A decision posted on the NLRB’s website indicated that the board agreed with an administrative judge, Kenneth Chu, who ruled in April that Domenech’s tweet had served the purpose of discouraging employees from pursuing unionization efforts even if it was taken as a joke by Domenech and others.

“We find that employees would reasonably view the message as expressing an intent to take swift action against any employee who tried to unionize the Respondent. In addition, the reference to sending that employee ‘back to the salt mine’ reasonably implied that the response would be adverse,” read the ruling from NLRB Chairman John Ring (R) as well as members Lauren McFerran (D) and Marvin Kaplan (R).

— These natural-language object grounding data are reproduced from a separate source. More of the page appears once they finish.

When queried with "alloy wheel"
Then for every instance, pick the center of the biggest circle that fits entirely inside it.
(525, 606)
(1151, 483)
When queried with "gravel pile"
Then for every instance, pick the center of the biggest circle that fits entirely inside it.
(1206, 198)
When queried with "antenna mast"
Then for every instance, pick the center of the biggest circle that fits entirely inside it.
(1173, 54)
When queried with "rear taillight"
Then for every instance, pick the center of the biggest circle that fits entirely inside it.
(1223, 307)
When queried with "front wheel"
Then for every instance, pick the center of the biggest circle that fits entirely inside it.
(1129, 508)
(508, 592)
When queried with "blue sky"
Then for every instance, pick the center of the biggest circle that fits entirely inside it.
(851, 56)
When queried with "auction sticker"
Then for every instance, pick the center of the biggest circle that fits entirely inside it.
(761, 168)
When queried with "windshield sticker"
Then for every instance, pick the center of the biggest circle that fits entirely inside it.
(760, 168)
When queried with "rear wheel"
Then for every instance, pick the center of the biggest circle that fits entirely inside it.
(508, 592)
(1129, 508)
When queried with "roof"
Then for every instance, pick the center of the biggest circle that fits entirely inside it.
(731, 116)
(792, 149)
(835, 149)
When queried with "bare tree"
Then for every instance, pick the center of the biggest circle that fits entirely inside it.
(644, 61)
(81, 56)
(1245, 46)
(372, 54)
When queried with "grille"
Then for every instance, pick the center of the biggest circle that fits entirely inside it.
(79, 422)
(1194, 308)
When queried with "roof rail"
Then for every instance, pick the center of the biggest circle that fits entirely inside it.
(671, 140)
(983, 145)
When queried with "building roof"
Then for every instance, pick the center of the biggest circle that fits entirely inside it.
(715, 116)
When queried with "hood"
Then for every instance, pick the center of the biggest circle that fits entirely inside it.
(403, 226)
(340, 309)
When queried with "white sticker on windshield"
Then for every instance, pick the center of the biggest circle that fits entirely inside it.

“[W]e shall order the Respondent to direct Domenech to delete the statement from his personal Twitter account, and to take appropriate steps to ensure Domenech complies with the directive,” the NLRB panel continued.

Lawyers for FDRLST Media told Bloomberg Law that they would appeal the decision in federal court.

“Today’s decision shows that NLRB lacks both common sense and a sense of humor,” Aditya Dynar said in a statement. “It disregarded sworn employee statements saying that they perceived the tweet as just a joke.”

Domenech told The Hill in an emailed statement that his company “can’t wait to appeal, and to sell more t-shirts,” referring to a humorous t-shirt design in The Federalist’s web store bearing an image of two pickaxes and a facetious logo for “The Federalist Salt Mining Co.”